Des prescriptions oubliées
Ainsi, malgré la signature d’un traité d’amitié, de paix et de coopération avec l’Union soviétique le 9 août 1971, l’Inde dirigée par Indira Gandhi poursuit une politique économique ambiguë, sorte de « troisième voie » entre le socialisme et le capitalisme ; au Brésil, la dictature militaire en place obtient un taux de croissance record grâce à un afflux de capitaux occidentaux. Au début des années 1980, la contre-révolution néolibérale emporte définitivement ce qu’il restait des revendications de Cocoyoc.

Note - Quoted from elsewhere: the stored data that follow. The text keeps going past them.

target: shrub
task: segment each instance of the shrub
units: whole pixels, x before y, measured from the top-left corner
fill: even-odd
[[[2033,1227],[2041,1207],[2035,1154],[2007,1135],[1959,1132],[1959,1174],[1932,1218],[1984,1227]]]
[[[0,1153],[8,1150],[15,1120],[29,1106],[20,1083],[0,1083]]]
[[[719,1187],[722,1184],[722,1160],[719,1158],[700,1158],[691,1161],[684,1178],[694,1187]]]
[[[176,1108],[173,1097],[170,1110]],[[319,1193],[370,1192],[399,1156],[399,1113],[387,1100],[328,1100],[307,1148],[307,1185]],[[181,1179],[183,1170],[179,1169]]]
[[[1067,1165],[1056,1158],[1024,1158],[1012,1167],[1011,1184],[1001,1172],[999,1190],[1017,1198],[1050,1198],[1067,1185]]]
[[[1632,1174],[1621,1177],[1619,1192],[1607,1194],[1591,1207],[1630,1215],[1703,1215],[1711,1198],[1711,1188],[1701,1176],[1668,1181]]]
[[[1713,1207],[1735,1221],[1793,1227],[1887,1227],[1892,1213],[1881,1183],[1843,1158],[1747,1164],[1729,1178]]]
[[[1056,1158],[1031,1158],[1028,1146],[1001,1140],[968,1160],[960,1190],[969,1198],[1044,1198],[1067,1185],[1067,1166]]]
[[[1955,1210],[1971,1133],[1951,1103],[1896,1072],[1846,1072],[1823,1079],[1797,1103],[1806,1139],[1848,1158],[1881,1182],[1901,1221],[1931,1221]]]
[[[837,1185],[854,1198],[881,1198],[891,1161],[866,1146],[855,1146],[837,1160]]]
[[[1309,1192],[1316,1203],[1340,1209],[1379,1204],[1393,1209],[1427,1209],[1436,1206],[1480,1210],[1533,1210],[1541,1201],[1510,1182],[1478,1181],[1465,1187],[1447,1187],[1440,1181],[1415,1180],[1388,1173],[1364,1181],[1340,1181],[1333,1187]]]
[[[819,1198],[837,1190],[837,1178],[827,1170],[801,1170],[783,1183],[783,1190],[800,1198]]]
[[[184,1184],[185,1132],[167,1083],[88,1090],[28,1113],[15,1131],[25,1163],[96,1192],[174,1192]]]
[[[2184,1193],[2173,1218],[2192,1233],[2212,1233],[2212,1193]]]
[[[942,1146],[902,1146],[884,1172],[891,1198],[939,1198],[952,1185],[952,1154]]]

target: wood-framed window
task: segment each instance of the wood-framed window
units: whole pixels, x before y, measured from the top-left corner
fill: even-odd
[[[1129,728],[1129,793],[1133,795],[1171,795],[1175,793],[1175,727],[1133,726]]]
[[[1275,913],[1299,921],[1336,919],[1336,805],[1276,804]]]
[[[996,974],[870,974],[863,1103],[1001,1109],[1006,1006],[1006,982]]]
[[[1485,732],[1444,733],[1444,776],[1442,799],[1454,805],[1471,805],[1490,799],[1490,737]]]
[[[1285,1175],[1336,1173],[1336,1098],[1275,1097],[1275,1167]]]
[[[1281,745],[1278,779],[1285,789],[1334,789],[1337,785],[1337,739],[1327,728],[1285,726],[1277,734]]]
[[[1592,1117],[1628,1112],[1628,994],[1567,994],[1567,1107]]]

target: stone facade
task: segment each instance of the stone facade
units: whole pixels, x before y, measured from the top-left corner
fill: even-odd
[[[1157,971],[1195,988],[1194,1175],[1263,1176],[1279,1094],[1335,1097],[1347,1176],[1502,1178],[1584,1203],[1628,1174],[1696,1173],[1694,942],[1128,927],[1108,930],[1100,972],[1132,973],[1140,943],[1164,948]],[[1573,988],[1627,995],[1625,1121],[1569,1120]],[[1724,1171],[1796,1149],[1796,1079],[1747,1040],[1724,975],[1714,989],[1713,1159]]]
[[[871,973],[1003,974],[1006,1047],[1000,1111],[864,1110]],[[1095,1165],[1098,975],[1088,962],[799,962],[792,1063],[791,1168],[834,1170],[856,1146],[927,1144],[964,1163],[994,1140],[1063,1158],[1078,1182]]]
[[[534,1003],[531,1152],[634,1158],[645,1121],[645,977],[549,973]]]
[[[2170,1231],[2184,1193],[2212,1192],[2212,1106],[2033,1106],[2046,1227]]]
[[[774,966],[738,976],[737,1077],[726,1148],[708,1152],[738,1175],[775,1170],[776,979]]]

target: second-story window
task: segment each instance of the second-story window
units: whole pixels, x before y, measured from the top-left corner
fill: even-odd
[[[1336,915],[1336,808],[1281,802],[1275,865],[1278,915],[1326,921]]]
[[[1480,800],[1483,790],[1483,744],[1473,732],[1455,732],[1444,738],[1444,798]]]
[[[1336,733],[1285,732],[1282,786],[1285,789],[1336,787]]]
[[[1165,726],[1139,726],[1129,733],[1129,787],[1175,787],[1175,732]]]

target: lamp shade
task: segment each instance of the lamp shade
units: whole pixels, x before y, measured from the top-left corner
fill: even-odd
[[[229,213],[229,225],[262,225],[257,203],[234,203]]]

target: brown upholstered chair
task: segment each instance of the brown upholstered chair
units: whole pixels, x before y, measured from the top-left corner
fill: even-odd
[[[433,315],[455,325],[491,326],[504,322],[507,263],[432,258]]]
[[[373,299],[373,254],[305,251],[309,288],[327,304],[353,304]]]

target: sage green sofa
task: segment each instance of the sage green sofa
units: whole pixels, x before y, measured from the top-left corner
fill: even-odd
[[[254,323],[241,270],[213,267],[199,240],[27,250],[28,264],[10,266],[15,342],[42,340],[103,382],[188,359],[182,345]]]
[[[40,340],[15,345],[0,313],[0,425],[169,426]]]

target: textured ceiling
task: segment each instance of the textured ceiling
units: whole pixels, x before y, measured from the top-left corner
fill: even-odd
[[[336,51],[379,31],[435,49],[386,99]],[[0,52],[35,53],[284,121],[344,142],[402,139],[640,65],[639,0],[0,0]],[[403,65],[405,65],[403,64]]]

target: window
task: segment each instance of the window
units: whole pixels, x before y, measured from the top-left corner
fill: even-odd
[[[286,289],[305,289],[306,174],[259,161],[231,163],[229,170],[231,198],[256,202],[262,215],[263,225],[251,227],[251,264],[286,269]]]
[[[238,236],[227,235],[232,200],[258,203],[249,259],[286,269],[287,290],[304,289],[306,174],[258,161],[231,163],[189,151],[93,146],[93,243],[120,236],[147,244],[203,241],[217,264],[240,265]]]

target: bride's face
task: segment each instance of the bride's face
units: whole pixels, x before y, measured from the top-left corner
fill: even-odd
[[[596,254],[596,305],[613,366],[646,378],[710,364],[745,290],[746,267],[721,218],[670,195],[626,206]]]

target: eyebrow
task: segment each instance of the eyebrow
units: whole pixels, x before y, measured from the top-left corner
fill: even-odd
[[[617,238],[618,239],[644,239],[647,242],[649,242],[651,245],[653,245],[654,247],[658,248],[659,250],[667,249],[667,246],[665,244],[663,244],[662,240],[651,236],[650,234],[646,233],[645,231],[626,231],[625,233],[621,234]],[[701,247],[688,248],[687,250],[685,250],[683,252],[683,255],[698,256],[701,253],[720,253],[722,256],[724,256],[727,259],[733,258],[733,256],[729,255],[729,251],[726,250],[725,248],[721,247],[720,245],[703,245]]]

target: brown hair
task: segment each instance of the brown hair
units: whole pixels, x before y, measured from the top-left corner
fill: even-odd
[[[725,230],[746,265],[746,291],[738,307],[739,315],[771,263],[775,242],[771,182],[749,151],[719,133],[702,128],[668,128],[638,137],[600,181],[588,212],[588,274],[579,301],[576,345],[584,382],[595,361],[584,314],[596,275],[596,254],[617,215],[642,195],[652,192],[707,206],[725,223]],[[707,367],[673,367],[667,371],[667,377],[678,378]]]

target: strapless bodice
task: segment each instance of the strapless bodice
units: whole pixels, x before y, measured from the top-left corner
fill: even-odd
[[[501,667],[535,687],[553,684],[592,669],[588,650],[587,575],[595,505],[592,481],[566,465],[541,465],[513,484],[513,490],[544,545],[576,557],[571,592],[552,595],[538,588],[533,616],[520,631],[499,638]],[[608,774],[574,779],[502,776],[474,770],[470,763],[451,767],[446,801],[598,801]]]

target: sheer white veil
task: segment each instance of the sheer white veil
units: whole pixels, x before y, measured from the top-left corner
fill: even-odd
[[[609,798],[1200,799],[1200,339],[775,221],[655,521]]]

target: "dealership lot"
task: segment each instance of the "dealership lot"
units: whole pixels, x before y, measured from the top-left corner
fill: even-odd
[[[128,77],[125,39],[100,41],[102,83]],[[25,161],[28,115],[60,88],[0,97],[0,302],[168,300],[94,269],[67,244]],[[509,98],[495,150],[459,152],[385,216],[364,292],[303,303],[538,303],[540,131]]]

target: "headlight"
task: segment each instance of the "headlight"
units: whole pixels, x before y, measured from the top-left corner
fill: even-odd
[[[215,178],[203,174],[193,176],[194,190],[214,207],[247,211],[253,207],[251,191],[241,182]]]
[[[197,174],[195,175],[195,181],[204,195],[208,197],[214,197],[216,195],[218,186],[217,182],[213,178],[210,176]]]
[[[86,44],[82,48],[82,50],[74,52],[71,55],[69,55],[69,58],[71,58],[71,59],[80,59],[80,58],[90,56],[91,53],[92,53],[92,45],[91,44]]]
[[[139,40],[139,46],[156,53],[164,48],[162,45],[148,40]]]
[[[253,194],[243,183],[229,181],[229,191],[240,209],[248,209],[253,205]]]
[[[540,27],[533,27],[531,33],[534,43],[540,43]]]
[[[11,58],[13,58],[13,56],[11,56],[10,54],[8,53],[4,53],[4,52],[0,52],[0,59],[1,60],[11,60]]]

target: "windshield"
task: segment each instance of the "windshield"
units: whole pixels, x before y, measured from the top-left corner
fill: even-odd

Aujourd’hui, une recherche sur le site des Nations unies ne donne accès qu’à quelques lignes évoquant le symposium d’octobre 1974. On y trouve une courte citation de la déclaration finale : « La voie à suivre ne passe pas par le désespoir, par la fin du monde, ou par un optimisme béat devant les solutions technologiques successives. Elle passe au contraire par une appréciation méticuleuse, sans passion, des “limites extérieures” [la préservation d’un environnement équilibré], par une recherche collective des moyens d’atteindre les “limites intérieures” des droits fondamentaux [la satisfaction des besoins humains fondamentaux], par l’édification de structures sociales exprimant ces droits et par tout le patient travail consistant à élaborer des techniques et des styles de développement qui améliorent et préservent notre patrimoine planétaire. » Pouvait-on évoquer les travaux de Cocoyoc tout en effaçant de façon aussi systématique la subversion et les perspectives politiques du texte d’origine ?
Aurélien Bernier
Auteur de Désobéissons à l’Union européenne !, Mille et une nuits, Paris, 2011.
(1) On découvrira plus tard sa proximité avec la Central Intelligence Agency (CIA). Lire Jean-François Boyer, « Et le Mexique cessa d’être indépendant », Le Monde diplomatique, mars 2011.